Adambar  is a village in the Nannilam taluk of Tiruvarur district in Tamil Nadu, India.

As per the 2001 census, Adambar OR Athambar had a population of 1,609 with 824 males and 785 females. The sex ratio was 953. The literacy rate was 80.74.

A Beautiful village surrounded by Greeneries in all sides. Adambar shri Kothandaramar temple and a 13th century Shiva temple are located in the village. It has historical connection with Great Epic Ramayana. This is the place where Rama vow to kill(Atham) the magic dear which Sita devi wanted. The village name is derived from this historical incident. People are Generous in nature..

following ancient temples are in Adambar village

Sri Siddhi Vinayaga Temple.

Shri Kothandaramar Temple.

Lord Siva Temple.

Maha Mariamman Temple.

Pidari Amman Temple.

Shri Kothandaramar, Raman has many temples on the banks of the Kaveri. One of them, Adambar. Athambar is a small village that is developing peacefully. 2 km away from the main road. Inclusive city. "He who has devotion to me will come looking for me wherever I am," says Mohan with a smile, as if to say, "This is Adambar Raman.To be Sita and Lakshman on the side, Hanuman in a polite look asking for mouth-packing orders under Thiruvadi! The assumption that will be displayed in this look is "Dasa Anjaneyar" Ramadasan!

Usually the idols of Rama, Sita and Lakshmana are placed separately on a pedestal. Here the three figures are arranged together on the same pedestal. Is the life of the trio inseparable? The pose of Rama standing with a bow in the left hand and an arrow in the right makes us look at him again and again. Nowhere else can we see Rama in such a form. That’s why, it seems like it attracts us again and again! Moolavar Kalyana Ranganathar is in a separate shrine as Sridevi-Bhudevi Sametara.

Below these majestic three idols, on the lower pedestal is Utsavar Rajagopalan, the Bama-Rukmini Sakitha. Near him is Narthana Gopalan. Everything is iPhone sirs.On the right in front of the sanctum are some forms of Vishwaksena, Nammazhvar, Thirumangaiyalvar, Ramanujar, in order! Legend: To separate Rama from Sita, Morrison came as a liar in the form of Ponman. Fascinated by the magic, Sita asked him to hold it. "No, there's something manipulative in this," said Raman. "Sita's face withered."But when he found out, "That's not it! Morrison," he said, "I won't let you kill me."The deer disappeared in many ways and ran away. This "Adambar" site is the place where Raman finally shot an arrow towards the deer.

The place where the arrow flew and stitched the deer was "Manthai" (deer + tai) next to Ithalat.The inscription in the temple reads, "Raame the bow of Rama and from the place to the deer." There is a message that he shot an arrow saying 'Hadam Bar' and later changed to 'Hadam Bar' and became 'Adambar'. The oldest temple, however, is unknown to the outside world as it is within a very compact city. Buses now ply four times a day. However get off at the bus stop near the village by bus and walk a short distance to the temple.Agraharam in front of the temple also has ancient drive houses. The village is not very nomadic. The beautiful Allith Lake welcomes us into the city. The streets are quiet but spacious and clean.The mythology of Kavirkarai Ram temples in general shows its antiquity.

Ramanavami is celebrated very well here.
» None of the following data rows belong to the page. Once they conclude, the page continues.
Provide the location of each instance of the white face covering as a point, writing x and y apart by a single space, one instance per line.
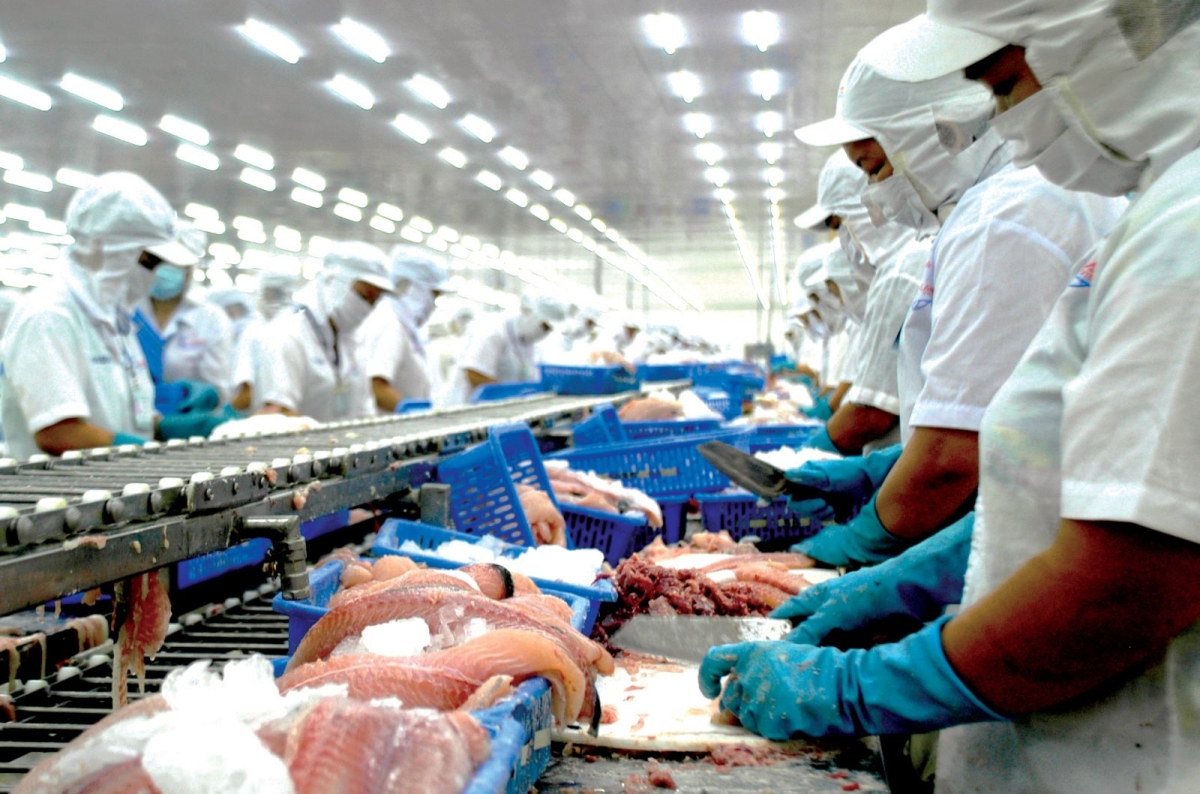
1048 132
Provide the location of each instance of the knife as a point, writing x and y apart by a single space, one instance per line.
769 482
688 638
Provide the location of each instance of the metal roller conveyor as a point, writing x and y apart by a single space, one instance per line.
88 518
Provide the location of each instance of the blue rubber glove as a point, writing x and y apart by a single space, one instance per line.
862 540
201 396
189 425
856 476
919 583
781 690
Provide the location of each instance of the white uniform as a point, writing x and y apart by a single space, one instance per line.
1099 422
63 358
393 350
305 373
997 268
197 344
495 350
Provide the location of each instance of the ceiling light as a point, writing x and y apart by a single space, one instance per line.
363 38
130 133
412 127
665 30
192 133
93 91
454 157
709 152
760 29
718 176
383 224
699 124
197 156
307 197
515 157
256 157
273 40
72 178
765 83
685 85
771 152
352 91
430 90
543 180
24 94
489 180
478 127
351 196
309 179
256 178
31 181
390 211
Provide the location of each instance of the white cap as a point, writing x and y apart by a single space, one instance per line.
421 268
922 49
121 211
361 262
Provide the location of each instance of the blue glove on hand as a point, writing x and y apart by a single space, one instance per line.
919 583
780 690
189 425
199 397
863 540
856 476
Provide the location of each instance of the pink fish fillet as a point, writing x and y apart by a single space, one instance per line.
351 747
148 614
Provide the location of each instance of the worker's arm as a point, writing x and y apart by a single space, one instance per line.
1101 601
931 483
72 434
853 426
387 397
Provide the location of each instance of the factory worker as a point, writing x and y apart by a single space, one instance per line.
393 337
502 350
1072 666
879 278
73 374
187 342
311 365
1006 242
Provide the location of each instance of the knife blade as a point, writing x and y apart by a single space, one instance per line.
688 638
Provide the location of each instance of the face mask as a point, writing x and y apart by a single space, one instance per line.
349 313
1049 134
168 282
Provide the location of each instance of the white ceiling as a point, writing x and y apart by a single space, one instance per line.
575 84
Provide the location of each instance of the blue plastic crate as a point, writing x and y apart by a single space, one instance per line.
743 513
665 467
587 380
395 531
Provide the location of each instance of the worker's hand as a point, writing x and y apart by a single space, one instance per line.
198 396
856 479
781 690
863 540
918 584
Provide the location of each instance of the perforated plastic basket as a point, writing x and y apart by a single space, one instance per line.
743 513
396 531
587 380
665 467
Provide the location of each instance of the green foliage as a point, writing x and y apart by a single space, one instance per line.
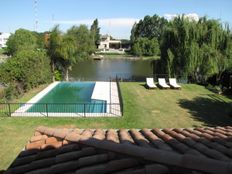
65 49
26 70
145 47
146 34
83 40
95 32
150 27
195 48
21 40
58 75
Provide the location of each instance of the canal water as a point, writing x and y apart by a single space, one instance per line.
125 69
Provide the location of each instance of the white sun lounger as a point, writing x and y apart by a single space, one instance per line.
150 83
173 84
162 83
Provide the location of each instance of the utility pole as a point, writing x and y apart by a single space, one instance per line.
36 15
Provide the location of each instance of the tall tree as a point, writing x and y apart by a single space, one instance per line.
55 39
195 48
83 39
21 40
95 30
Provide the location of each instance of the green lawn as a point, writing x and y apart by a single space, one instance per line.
192 106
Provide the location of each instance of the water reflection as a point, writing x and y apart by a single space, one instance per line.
104 69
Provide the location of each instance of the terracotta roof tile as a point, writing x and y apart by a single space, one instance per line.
38 137
135 151
125 137
35 145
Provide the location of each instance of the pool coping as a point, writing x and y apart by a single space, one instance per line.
101 91
37 97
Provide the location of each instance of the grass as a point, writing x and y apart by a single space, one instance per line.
192 106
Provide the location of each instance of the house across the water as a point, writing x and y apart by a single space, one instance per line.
109 44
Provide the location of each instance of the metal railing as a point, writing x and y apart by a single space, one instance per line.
119 95
60 109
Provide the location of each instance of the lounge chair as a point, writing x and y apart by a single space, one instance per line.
162 83
173 84
150 83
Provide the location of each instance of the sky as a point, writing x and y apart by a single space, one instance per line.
116 17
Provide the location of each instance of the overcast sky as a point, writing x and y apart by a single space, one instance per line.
116 17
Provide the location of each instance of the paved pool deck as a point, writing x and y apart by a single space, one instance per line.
106 91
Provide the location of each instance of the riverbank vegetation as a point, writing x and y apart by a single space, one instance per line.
192 106
197 50
39 58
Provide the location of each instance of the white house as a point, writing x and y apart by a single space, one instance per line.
107 43
3 39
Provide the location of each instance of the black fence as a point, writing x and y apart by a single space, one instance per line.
119 95
60 109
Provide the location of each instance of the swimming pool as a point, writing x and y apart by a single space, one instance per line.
70 97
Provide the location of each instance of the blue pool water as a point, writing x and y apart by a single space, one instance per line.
70 97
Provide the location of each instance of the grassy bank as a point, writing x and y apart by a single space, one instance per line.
192 106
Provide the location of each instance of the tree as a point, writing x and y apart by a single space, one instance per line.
95 31
83 40
195 48
55 39
151 29
21 40
144 46
25 70
67 53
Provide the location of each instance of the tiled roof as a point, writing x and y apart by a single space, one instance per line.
160 151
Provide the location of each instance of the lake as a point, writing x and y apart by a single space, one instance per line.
127 69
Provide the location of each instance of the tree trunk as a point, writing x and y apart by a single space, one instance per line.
66 74
53 71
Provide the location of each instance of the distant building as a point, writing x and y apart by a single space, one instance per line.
110 45
3 39
107 43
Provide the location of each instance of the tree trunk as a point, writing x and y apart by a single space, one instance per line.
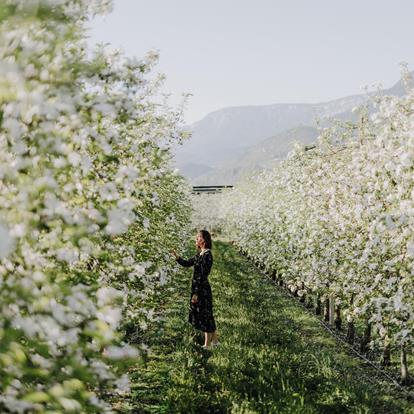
331 311
350 333
318 309
326 316
366 338
386 357
338 319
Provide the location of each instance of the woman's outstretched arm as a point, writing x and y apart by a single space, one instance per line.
205 267
184 262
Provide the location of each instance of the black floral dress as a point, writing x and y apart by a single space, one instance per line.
201 313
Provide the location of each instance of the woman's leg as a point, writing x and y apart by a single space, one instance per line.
207 338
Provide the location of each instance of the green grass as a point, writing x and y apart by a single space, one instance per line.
274 356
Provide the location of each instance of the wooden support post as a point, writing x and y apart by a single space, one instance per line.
350 333
404 366
318 309
386 356
326 316
338 318
331 310
366 339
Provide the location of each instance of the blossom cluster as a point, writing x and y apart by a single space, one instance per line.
337 219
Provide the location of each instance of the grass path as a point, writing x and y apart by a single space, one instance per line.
274 357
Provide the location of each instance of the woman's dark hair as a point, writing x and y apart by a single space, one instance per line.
207 238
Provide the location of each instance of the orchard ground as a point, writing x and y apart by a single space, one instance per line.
274 357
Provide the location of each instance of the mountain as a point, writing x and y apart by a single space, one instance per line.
232 141
261 156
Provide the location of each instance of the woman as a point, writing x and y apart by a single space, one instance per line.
201 304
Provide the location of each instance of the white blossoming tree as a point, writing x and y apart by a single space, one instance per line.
88 204
335 223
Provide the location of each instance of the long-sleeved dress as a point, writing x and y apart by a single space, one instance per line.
201 313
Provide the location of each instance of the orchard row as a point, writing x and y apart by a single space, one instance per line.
88 204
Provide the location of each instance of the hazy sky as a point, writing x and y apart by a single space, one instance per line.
255 52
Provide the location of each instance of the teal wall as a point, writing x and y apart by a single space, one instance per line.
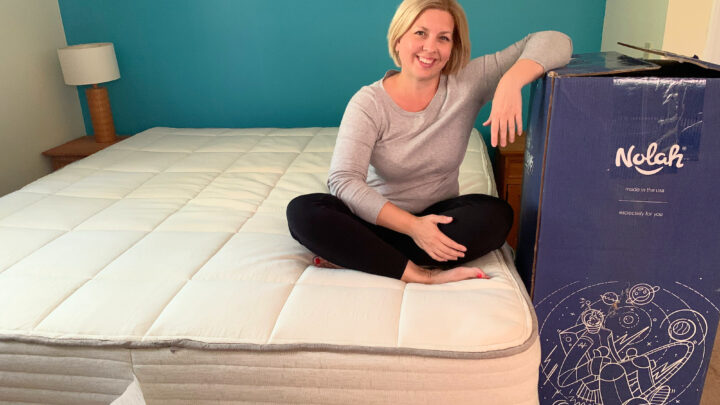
279 63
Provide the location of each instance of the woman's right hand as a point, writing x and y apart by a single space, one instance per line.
426 234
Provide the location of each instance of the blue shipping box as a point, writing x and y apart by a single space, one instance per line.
620 228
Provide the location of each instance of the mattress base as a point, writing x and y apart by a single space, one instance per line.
44 374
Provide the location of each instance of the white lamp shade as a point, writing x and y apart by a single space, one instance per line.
88 63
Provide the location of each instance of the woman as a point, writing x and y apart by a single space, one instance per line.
394 203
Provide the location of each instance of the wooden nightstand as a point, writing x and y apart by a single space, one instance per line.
77 149
509 163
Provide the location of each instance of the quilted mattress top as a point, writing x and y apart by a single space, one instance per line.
178 237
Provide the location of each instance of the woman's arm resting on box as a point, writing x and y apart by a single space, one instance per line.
506 114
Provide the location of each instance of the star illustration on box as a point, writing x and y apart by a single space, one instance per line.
621 344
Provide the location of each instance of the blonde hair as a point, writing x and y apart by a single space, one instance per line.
409 10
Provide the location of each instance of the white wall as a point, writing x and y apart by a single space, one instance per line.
712 49
634 22
686 28
37 110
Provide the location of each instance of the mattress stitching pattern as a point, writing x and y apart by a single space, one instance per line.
180 342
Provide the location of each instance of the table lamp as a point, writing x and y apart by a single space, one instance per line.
93 64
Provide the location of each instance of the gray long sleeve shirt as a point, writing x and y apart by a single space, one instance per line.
412 159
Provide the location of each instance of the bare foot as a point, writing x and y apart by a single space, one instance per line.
416 274
320 262
455 274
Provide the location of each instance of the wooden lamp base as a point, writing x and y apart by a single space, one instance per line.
100 114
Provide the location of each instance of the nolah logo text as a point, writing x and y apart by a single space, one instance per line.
651 158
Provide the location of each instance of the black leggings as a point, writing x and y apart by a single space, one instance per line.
326 226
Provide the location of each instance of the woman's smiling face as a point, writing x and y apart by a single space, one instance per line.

Take a stroll down Ursavar Street. All the people of the village are ardent devotees of this Ram. Only one periodical puja is conducted with the help of the Hindu Charitable Trust.If the devotees of Rama make the place and the temple known to all, the beauty of Atambar will be available to the devotees with the vision of Rama and his offering of grace.Ramer knows who is going to get up in mind and work to get this good done!Coming around the temple, we see the beauty of Rama's face again, praising the heart, relieving the stress, and returning with satisfaction.